My book-writing career was in severe jeopardy.
I was able to keep it all in perspective, though, until I got a phone call from my film agent that no one—no one—even wanted to take a look at Scott Free, which to that point had everyone in my publishing food chain convinced that it would be an easy movie sell. The call came in at around 6:00 pm Eastern time, and I remember Joy rubbing my shoulder as she read the body language of the call. When I hung up, I felt like I had nothing left. I tried to smile and shrug it off, and then she hugged me and I lost it.
I don’t cry much, but that one came from a deep dark place.
It wasn’t about how to make the mortgage payment. It was the realization that I had all these stories inside of me that I wasn’t going to be able to tell because people who’d liked my books well enough to buy them no longer liked them enough to sell them. It felt so . . . unfair. Our own Mr. John Ramsey Miller took a lot of phone calls from me back then. Thanks, John.

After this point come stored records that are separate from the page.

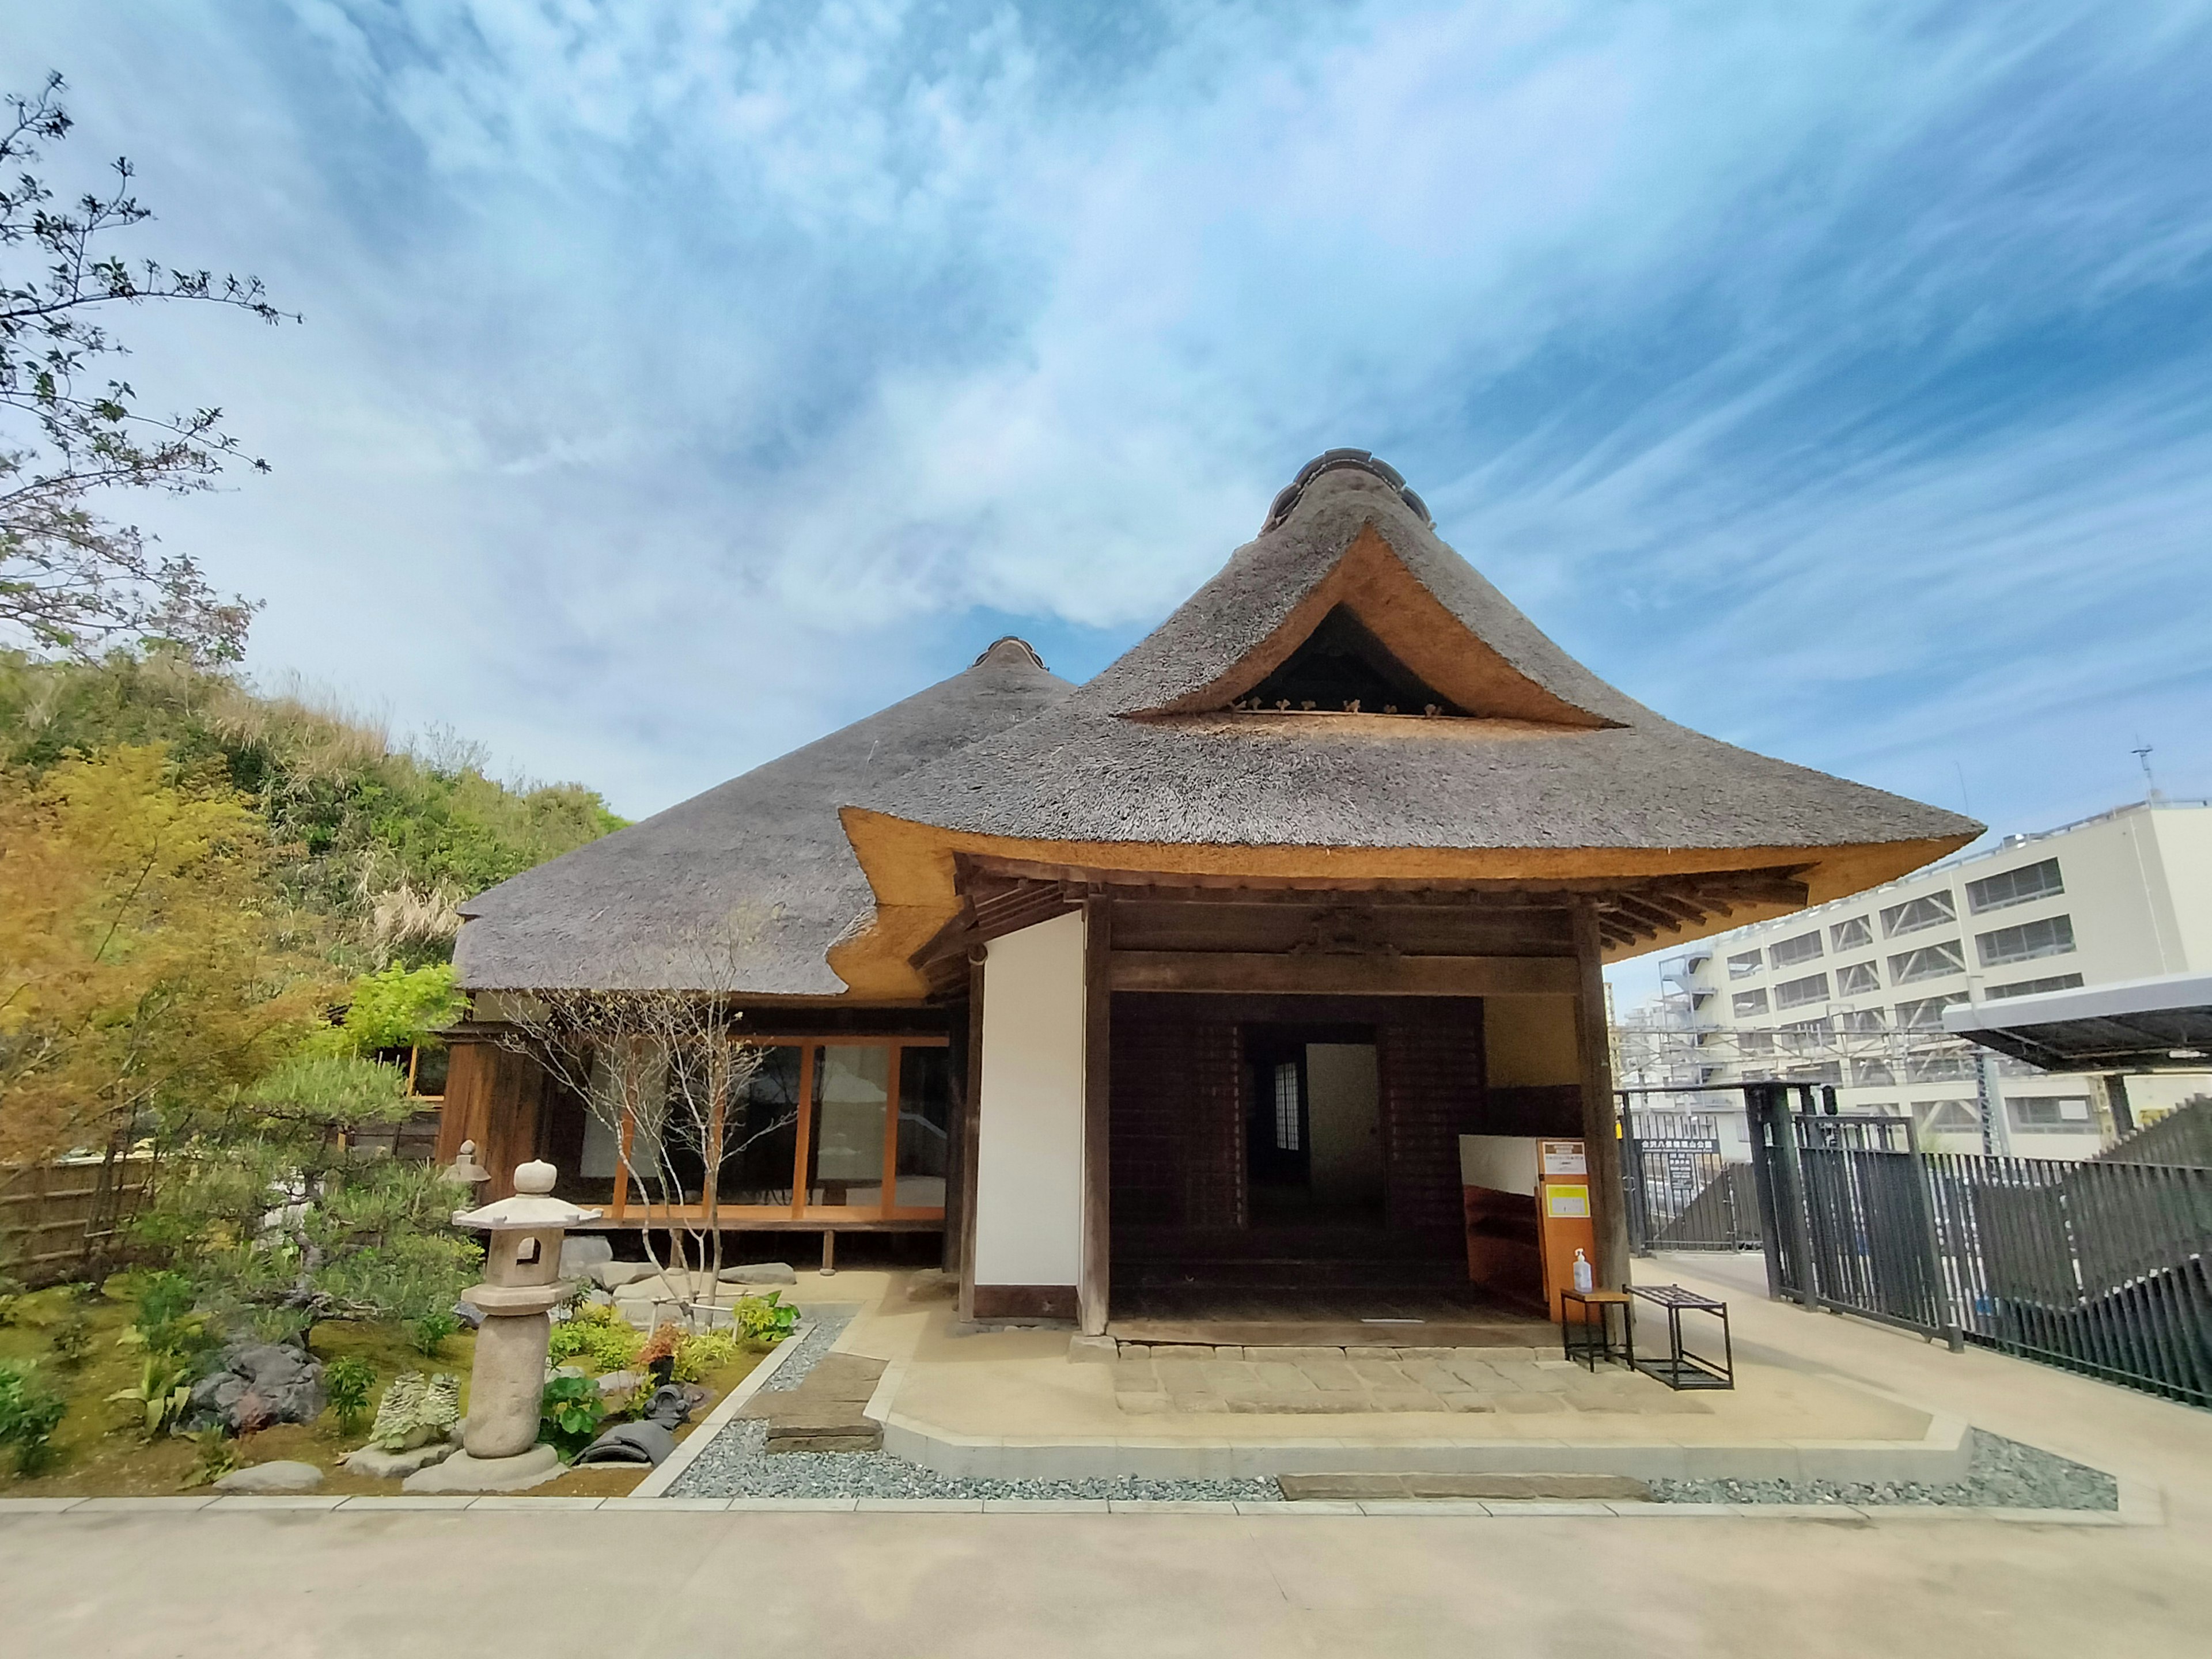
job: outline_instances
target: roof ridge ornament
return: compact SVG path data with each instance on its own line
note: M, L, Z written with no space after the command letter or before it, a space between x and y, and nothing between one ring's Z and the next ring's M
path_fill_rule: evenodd
M976 653L975 660L969 663L968 665L970 668L981 668L985 663L991 659L992 653L995 652L1002 645L1011 645L1014 647L1015 649L1021 652L1024 656L1027 657L1039 668L1044 668L1044 659L1037 654L1036 647L1031 645L1027 640L1024 639L1018 634L1000 635L997 639L993 640L990 644L985 646L982 650ZM1049 674L1052 672L1052 670L1049 668L1044 668L1044 672Z
M1267 521L1260 526L1260 533L1266 535L1289 518L1291 510L1297 506L1299 497L1306 493L1306 486L1322 473L1345 471L1364 472L1370 477L1382 479L1398 492L1400 500L1420 515L1423 524L1431 528L1435 526L1436 520L1429 512L1428 503L1413 493L1406 482L1405 475L1389 462L1364 449L1325 449L1300 467L1297 477L1283 486L1267 508Z

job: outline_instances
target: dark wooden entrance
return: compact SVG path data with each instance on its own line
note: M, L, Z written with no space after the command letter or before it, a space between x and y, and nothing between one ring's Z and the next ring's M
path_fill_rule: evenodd
M1497 1127L1482 1042L1477 998L1117 994L1109 1328L1430 1344L1445 1338L1425 1325L1502 1320L1527 1340L1467 1283L1458 1138ZM1312 1120L1297 1109L1310 1101L1286 1106L1272 1091L1316 1046L1365 1044L1379 1190L1372 1203L1316 1198L1310 1158L1297 1155L1310 1146L1279 1144L1305 1140ZM1301 1133L1279 1133L1293 1115ZM1261 1134L1271 1144L1255 1146ZM1189 1334L1200 1326L1216 1334Z

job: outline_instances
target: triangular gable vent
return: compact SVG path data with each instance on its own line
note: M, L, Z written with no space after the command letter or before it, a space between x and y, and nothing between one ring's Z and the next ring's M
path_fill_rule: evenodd
M1338 605L1235 708L1328 714L1457 714L1462 708L1398 660L1349 606Z
M1234 664L1170 702L1124 712L1145 719L1231 711L1516 720L1583 731L1619 724L1508 661L1445 608L1372 523Z

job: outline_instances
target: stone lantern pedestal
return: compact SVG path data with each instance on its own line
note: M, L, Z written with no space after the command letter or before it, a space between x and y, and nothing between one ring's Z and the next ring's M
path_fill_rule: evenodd
M550 1164L525 1164L514 1172L514 1197L453 1218L456 1225L491 1235L484 1282L467 1294L483 1324L469 1372L461 1449L409 1475L409 1492L519 1492L561 1472L553 1448L538 1443L549 1316L575 1288L559 1277L562 1237L599 1212L555 1198L556 1174Z

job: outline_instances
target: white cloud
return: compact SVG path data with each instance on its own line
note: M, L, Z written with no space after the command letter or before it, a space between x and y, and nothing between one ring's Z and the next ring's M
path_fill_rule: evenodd
M308 313L132 319L279 464L148 514L270 599L258 660L642 811L971 609L1149 622L1340 442L1668 712L2024 769L2024 649L2073 706L2194 660L2145 601L2203 376L2100 330L2201 298L2203 19L295 0L12 56ZM1930 603L1824 650L1869 581Z

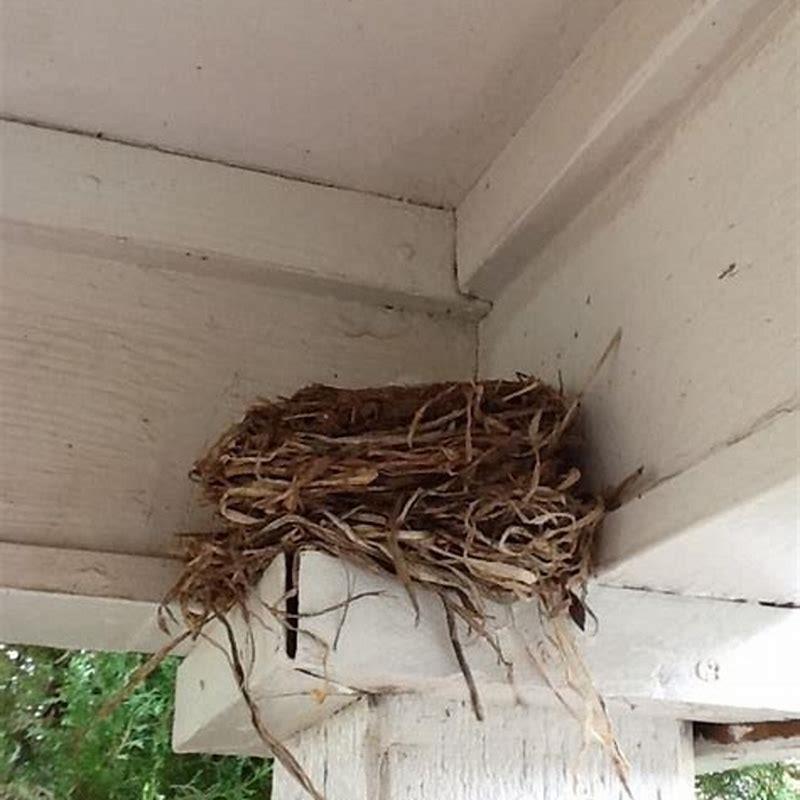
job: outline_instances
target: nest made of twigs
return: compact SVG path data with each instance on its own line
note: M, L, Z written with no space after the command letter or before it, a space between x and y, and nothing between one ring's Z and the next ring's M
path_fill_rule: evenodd
M310 386L253 405L192 477L218 511L182 537L169 600L197 629L243 605L279 554L329 552L444 594L538 597L555 615L589 573L603 500L579 469L578 403L540 380Z

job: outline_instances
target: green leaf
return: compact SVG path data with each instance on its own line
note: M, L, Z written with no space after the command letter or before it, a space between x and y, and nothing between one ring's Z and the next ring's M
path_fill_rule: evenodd
M699 800L800 800L800 768L793 764L759 764L700 775Z
M0 645L0 800L269 797L268 761L172 752L177 659L97 721L143 660Z

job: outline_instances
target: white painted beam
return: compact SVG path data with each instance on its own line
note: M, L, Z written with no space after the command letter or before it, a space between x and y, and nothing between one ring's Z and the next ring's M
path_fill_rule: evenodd
M177 579L173 558L0 542L5 589L159 602Z
M598 580L800 606L799 417L777 411L610 514Z
M594 485L644 469L604 525L606 583L800 599L800 18L785 11L481 322L482 377L572 390L622 329L583 404Z
M465 683L453 655L441 603L421 592L422 615L392 579L304 553L299 572L300 633L289 656L283 630L258 599L284 591L283 564L273 564L254 595L267 622L234 622L251 691L265 724L281 737L319 722L359 694L424 692L462 700ZM363 592L378 593L339 605ZM792 654L800 611L758 604L592 587L594 635L575 635L597 689L614 707L684 719L778 719L800 713ZM514 663L516 693L541 703L552 693L526 653L542 630L533 604L492 607L499 641ZM310 616L303 616L310 615ZM209 635L225 644L219 626ZM505 669L482 640L462 632L464 650L489 708L512 700ZM558 679L557 679L558 680ZM199 687L214 686L203 694ZM291 698L289 703L287 698ZM201 702L202 700L202 702ZM178 750L260 753L223 650L199 641L178 673L174 745Z
M0 541L163 555L211 524L187 473L259 397L474 370L452 315L7 240L0 263Z
M619 712L614 723L636 800L692 800L690 726ZM289 742L326 800L531 800L627 797L607 755L563 709L469 706L415 695L359 701ZM276 765L275 800L307 795Z
M155 649L157 557L212 524L188 469L248 404L473 374L452 221L25 125L0 148L0 542L36 546L3 544L2 634Z
M459 205L462 289L494 299L780 4L621 2Z
M156 612L178 571L173 559L0 542L0 642L154 652L169 641Z
M0 122L0 158L6 236L472 313L456 288L448 211L15 122Z
M751 764L800 760L800 720L694 726L695 771L724 772Z
M0 587L0 641L64 650L154 653L168 644L158 603ZM175 654L183 654L182 644Z
M274 561L253 591L252 628L241 617L229 618L249 675L250 693L273 735L283 740L295 731L318 724L361 695L358 689L337 685L312 673L319 662L290 657L286 630L264 608L285 608L286 573L282 559ZM177 752L253 753L263 746L253 730L226 653L227 633L220 624L208 625L184 659L175 686L172 744ZM251 635L252 634L252 635ZM214 655L216 654L216 656Z

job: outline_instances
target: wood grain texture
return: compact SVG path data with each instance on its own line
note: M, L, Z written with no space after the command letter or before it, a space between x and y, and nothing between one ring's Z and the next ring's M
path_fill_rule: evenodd
M453 205L616 0L6 0L17 117Z
M0 122L0 218L151 266L468 313L447 211Z
M598 579L800 606L798 432L787 409L632 497L603 526Z
M619 3L459 205L460 285L497 297L779 5Z
M170 641L156 602L0 587L0 640L65 650L154 653ZM176 631L177 633L177 631ZM189 646L175 653L185 655Z
M642 511L612 516L609 553L761 503L750 519L762 524L698 525L658 568L628 571L627 585L785 602L800 583L791 559L800 514L800 24L796 14L778 21L530 261L481 324L484 376L561 374L570 388L622 328L585 402L597 484L645 468ZM695 468L693 492L668 489Z
M298 664L368 692L436 689L465 696L435 594L419 592L422 621L416 626L414 609L396 581L322 553L303 556L301 612L313 614L362 592L380 595L351 604L346 613L305 621L313 636L300 637ZM597 615L597 628L574 634L595 685L609 702L692 719L727 715L753 720L800 713L791 656L793 643L800 641L800 610L598 584L590 586L587 603ZM522 696L535 701L543 689L549 695L525 651L526 644L543 636L536 604L517 603L513 614L507 607L490 606L489 613L503 652L515 664ZM508 678L494 651L464 629L460 638L487 701L508 697ZM319 644L334 639L338 647L330 652ZM699 675L711 662L717 665L713 674Z
M463 379L474 328L3 243L0 539L163 554L187 480L247 403L311 382Z
M254 592L258 599L284 591L283 564L273 562ZM260 698L265 722L286 738L319 724L354 696L419 692L431 698L467 700L437 595L418 590L419 624L402 585L352 567L324 553L300 560L296 654L268 626L233 620L236 638L255 648L250 688ZM349 598L359 598L348 604ZM800 714L793 653L800 640L800 610L758 603L678 597L594 585L587 602L596 629L572 631L609 704L673 719L745 721ZM326 609L333 609L325 611ZM492 709L515 700L547 704L553 692L529 655L546 632L533 603L487 609L504 657L514 665L514 686L497 654L459 624L460 640L479 689ZM271 630L272 629L272 630ZM222 626L207 633L225 641ZM247 659L250 650L245 650ZM554 665L551 678L566 690ZM198 694L214 686L212 697ZM248 725L248 712L223 652L198 641L178 672L173 741L181 750L258 755L263 745ZM202 697L203 702L198 702ZM289 704L288 698L291 698ZM434 702L438 702L434 700Z
M158 603L177 579L172 558L0 542L0 586Z
M318 725L359 697L355 689L295 669L287 654L285 629L263 603L282 606L286 592L285 562L276 559L253 592L250 629L238 614L229 615L242 663L252 665L248 689L270 733L281 741ZM211 624L185 658L175 684L172 746L179 753L265 754L236 684L226 655L227 632Z
M156 615L178 570L167 558L0 542L0 642L154 652L169 641Z
M615 717L637 800L690 800L685 723ZM552 706L496 707L476 722L467 703L415 695L366 700L290 743L328 800L623 800L627 795L581 727ZM276 768L275 800L302 800Z

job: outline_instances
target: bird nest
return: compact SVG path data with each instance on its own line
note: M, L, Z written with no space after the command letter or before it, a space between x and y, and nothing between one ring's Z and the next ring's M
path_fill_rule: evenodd
M443 595L574 605L604 502L579 468L577 401L533 378L310 386L253 405L195 464L213 533L182 537L170 600L197 630L281 554L314 549Z
M394 576L417 611L419 589L437 593L479 718L455 616L495 648L511 674L485 605L538 600L543 619L558 621L548 638L573 687L575 675L586 676L579 692L585 728L605 743L624 782L605 707L562 625L567 612L582 624L606 509L582 477L579 407L580 395L527 376L374 389L315 385L256 403L195 464L192 478L218 524L180 537L185 564L164 607L180 605L181 640L212 619L223 624L254 728L313 797L322 795L260 718L227 621L235 609L247 618L247 598L276 557L291 563L304 550ZM298 630L288 614L280 621Z

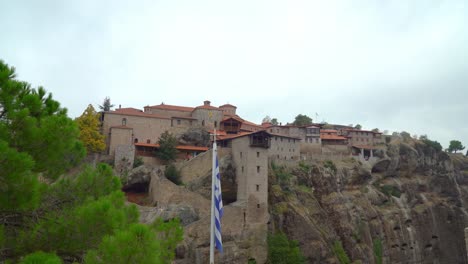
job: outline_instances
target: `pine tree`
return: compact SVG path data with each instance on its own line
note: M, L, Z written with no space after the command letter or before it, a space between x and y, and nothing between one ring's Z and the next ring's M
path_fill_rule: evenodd
M110 97L104 98L104 102L102 103L102 105L99 105L99 109L101 109L104 112L110 111L112 107L114 107L114 105L111 104Z
M77 124L66 110L43 88L16 80L14 69L0 61L1 261L82 262L107 237L133 234L138 210L125 204L110 166L87 167L73 177L64 174L84 154ZM148 242L139 244L139 251L164 245L156 228L139 228ZM171 234L171 246L160 247L155 255L172 256L167 251L181 236ZM151 254L135 255L131 243L118 249L120 262L161 263Z
M84 143L88 153L97 153L105 149L104 135L100 132L99 113L91 104L76 119L76 123L80 130L80 140Z
M165 131L161 134L158 140L159 149L156 151L156 156L166 162L173 161L177 155L177 138Z

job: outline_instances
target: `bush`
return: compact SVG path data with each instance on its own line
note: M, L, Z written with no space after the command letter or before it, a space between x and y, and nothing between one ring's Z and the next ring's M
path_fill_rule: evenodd
M401 196L400 189L398 189L398 187L393 186L393 185L383 185L380 187L380 191L389 197L395 196L395 197L400 198Z
M326 160L323 166L327 169L332 170L334 173L336 173L336 165L333 163L331 160Z
M145 164L143 159L139 156L135 156L135 159L133 160L133 168L140 167L143 164Z
M166 176L168 180L170 180L174 184L177 184L177 185L182 184L182 180L180 179L180 172L177 170L174 164L170 164L166 167L166 171L164 172L164 175Z
M62 260L53 253L44 253L42 251L27 255L20 264L62 264Z
M299 168L301 169L302 172L308 173L311 169L311 166L309 164L306 164L304 161L299 162Z
M268 262L274 264L305 263L297 241L289 240L284 233L268 235Z
M375 263L376 264L382 264L382 240L380 238L377 238L373 242L374 244L374 256L375 256Z
M333 253L335 253L340 264L351 264L351 260L349 259L348 254L346 254L341 241L337 240L333 243Z
M426 146L429 146L429 147L433 148L437 152L442 151L442 145L440 145L440 143L435 141L435 140L432 141L432 140L426 138L426 139L422 139L421 141L424 144L426 144Z

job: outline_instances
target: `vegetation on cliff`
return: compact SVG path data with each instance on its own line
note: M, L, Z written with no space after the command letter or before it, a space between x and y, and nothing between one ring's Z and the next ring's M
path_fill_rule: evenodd
M84 155L66 109L0 61L0 262L170 262L178 222L138 224L108 165L67 175Z
M83 114L76 120L80 130L80 140L88 153L101 152L105 149L104 135L99 131L99 114L92 105L88 105Z

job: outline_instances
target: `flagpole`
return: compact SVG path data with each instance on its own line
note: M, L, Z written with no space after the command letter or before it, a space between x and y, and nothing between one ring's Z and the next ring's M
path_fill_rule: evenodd
M216 144L216 129L213 133L213 159L211 162L211 227L210 227L210 264L214 264L214 223L215 223L215 166L216 166L216 153L215 153L215 144Z

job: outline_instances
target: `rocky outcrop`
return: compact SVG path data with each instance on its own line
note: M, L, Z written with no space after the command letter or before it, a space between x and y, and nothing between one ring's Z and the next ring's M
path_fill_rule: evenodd
M225 206L225 252L216 254L216 262L265 263L267 233L280 230L299 242L307 263L340 263L337 242L355 263L468 263L468 158L418 141L394 141L378 157L373 163L346 157L301 162L281 177L271 169L269 224L249 219L249 208L233 200ZM223 195L234 194L229 155L220 164ZM175 263L206 263L209 257L211 172L199 165L184 165L184 186L158 169L137 169L129 178L151 179L154 207L139 207L142 222L181 219L184 241Z
M298 240L308 263L339 263L335 241L362 263L468 263L466 157L394 142L372 169L335 165L293 170L299 185L270 181L270 229Z

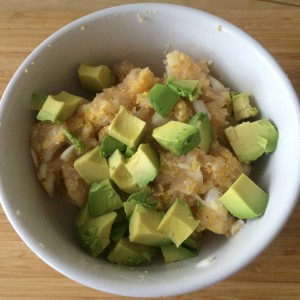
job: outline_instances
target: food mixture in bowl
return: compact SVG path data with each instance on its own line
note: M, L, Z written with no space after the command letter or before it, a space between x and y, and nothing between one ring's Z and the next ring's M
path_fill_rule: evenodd
M263 215L268 194L249 178L250 163L275 150L278 132L210 65L180 51L166 55L162 78L128 61L81 64L92 101L33 96L37 177L49 196L66 192L80 208L90 255L124 265L187 259L205 232L229 237Z

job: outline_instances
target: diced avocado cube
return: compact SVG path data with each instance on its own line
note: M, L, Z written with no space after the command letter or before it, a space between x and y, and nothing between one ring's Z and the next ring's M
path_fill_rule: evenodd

I make it a point not to dwell in dark places very long, so I went on to write a book called Living Wil, which I couldn’t give away, but really, that just kept me busy while I took a long look at where I was:
FACT: My bestselling books to that point had been written while I'd had a full-time job.
FACT: While “writing full time” I actually spent a lot of time hangin’ out and playing Dad.
FACT: The entertainment business makes no friggin’ sense.
FACT (and this one’s embarrassing): While I actually craved the normalcy of a Big Boy job, I resisted for fear that others would see that as an expression of failure.
When all was said and done, I reverted to one of my overarching philosophies in life—“fuck it”—and I forged ahead. It turned out that no one was watching me as closely as I thought they were. In fact, I was shocked to find that most of my friends who write full-time were envious of my Big Boy endeavors.
Funny what an adventure life turns out to be sometimes.
I write of this now not just because of the ten-year anniversary, but because it’s American Idol season again, and the sight of those devastated young people who’ve just found out they didn’t make the cut churns up memories. When you want something so badly, the pain of rejection can be unbearable. It feels like there’s no future.
But of course, there always is. The problem is, too many of us work so hard to engineer the future that we lose sight of the fact that we’re powerless to affect it. The best we can do is dream big and work hard and maximize opportunities.
After ten years, you look back and realize how much better a person you are for the pain.